Más aún, se trata de una huelga molesta para la población civil, pero de añadidura es una huelga con truco. Efectivamente, gracias a la aplicación oficial de los servicios mínimos, que se pone en marcha el día en que está convocado el paro, los controladores pueden conseguir el efecto de trastornar la normalidad aun presentándose al trabajo. Se produce así la paradoja de que, aun estando prácticamente incorporada al trabajo la totalidad de la plantilla, los servicios, regidos por la normativa legal de "mínimos", reducen el servicio habitual en un cincuenta por ciento. El controlador no incluido en esa dotación laboral obligatoria puede encontrarse en su puesto, no ser además privado del salario del día de huelga y, sin embargo, haber logrado la presión que buscaba sin arriesgar nada. Basta, pues, que en el caso de los controladores aéreos se anuncie la huelga, y sólo se anuncie, para lograr el efecto de la huelga. Poco importa después si efectivamente todos han decidido no holgar en ese día y fichar como esquiroles. De hecho, éste parece haber sido el caso del miércoles y previsiblemente de hoy mismo. Dos centenares de personas han causado una perturbación del tráfico aéreo y unas pérdidas de decenas de millones sin que ni siquiera se hayan molestado en cambiar sus hábitos de acudir al trabajo. Y. la grotesca estratagema puede repetirse los próximos días 18 y 19 con idéntico resultado: huelga sin huelguistas, pero con las consecuencias de un caos multiplicado en toda la geografía española.

Aunque sea dificil de explicar, la comisión que en la noche del martes fue a negociar con la Administración para soslayar la huelga no llevaba en realidad el mandato de desconvocarla aunque se hubiera alcanzado el acuerdo. Los controladores aéreos hacían así alarde de una prepotencia basada en que la programación de los servicios mínimos de estas características no se hace inmediatamente y contaban, pues, con la inercia de las medidas precautorias que la Administración debía adoptar anticipadamente. Mal gesto, pues, el de este colectivo que parece no valorar los costes que generan sus acciones sobre la ciudadanía. Para ellos, que son un pequeño colectivo, no habría sido tanto esfuerzo, caso de haber alcanzado un entendimiento con los representantes gubernamentales, haber telefoneado a los doscientos profesionales para comunicarles esa noche la anulación de la convocatoria de huelga. Y si de todos modos eso les habría de suponer un esfuerzo, parece que el incómodo no es en todo caso comparable al daño que podrían acarrear a miles de usuarios ajenos a sus disputas.

Finalmente, la cuestión que queda en el aire -o sobre la tierra- es la licitud de que cualquier colectivo, por reducido que sea, haga uso de sus derechos de reivindicación laboral aun a costa de repercusiones tan vastas y numéricamente desproporcionadas. ¿Tienen derecho dos centenares de profesionales a provocar un caos como el generado en todo conflicto que afecta al transporte aéreo? ¿No sería conveniente, a la vista de las desmesuras e incongruencias que se derivan de este caso, instrumentar una normativa adecuada que regule el ejercicio de la huelga en aquellos servicios que pueden provocar un grave daño a los intereses nacionales?
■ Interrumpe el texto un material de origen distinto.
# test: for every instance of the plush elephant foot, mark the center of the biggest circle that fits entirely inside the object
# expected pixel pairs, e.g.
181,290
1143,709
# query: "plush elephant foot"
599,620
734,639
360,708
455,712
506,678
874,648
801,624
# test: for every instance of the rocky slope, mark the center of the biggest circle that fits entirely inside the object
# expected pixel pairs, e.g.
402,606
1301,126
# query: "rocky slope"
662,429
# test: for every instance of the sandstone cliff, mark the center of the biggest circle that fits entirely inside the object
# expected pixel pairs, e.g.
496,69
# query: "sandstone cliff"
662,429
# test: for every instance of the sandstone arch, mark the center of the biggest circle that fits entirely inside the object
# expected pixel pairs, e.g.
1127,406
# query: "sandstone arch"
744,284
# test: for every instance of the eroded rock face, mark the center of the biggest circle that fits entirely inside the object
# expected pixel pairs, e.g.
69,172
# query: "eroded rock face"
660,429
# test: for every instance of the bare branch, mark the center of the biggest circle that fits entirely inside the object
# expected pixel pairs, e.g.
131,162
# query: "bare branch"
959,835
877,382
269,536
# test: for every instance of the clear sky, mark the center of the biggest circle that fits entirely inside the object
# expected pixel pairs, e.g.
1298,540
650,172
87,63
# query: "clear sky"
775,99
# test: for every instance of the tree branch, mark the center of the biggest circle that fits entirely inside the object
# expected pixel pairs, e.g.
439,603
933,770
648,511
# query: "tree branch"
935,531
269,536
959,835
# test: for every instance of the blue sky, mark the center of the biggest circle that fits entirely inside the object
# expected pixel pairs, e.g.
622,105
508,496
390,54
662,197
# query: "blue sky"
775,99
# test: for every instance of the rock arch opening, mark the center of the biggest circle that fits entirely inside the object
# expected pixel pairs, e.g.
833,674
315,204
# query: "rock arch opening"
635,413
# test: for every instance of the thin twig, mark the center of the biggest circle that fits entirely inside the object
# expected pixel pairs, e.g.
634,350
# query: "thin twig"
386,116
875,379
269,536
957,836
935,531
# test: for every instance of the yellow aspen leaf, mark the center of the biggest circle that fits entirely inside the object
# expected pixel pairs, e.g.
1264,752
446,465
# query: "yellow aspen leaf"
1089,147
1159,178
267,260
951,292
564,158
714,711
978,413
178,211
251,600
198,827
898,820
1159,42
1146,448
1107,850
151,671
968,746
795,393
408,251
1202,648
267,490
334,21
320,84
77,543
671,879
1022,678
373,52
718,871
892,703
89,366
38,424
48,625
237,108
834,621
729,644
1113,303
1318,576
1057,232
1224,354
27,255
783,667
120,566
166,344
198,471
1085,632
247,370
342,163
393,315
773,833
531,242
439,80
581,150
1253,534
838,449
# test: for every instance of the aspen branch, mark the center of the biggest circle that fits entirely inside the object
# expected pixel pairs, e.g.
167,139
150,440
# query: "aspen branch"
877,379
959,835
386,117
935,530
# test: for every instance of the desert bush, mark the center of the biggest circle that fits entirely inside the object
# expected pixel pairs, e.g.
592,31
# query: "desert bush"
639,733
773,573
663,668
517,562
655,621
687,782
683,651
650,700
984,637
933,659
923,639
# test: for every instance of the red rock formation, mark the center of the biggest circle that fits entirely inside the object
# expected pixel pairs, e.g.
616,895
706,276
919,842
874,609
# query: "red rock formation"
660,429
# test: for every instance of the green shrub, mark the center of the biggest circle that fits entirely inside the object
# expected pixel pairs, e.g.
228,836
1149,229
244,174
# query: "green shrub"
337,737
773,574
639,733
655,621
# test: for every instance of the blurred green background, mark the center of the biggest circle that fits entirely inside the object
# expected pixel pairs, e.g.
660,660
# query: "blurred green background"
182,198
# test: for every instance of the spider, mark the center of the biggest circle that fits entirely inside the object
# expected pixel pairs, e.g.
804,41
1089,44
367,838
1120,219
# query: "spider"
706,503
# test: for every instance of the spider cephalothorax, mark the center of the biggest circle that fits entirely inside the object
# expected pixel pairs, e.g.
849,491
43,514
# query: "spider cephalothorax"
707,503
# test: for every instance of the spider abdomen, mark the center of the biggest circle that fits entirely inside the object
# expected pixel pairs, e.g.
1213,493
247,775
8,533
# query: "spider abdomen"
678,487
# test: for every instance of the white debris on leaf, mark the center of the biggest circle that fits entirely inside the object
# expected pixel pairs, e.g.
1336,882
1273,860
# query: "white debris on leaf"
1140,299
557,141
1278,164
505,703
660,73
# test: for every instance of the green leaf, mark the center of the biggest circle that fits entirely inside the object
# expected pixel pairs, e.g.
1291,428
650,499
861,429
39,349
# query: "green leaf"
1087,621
Precedentes hay en otros países en donde la prepotencia que a los controladores presta su función encontró una respuesta igualmente prepotente. Sin necesidad de recurrir a ese extremo, cabe, sin embargo, afirmar que tanto la Administración, de un lado, como las organizaciones sindicales y profesionales, de otro, tienen ante sí la obligación de encontrar una solución a estos conflictos y, en cualquier caso, corregir de inmediato la rigidez e irresponsabilidad de sus decisiones.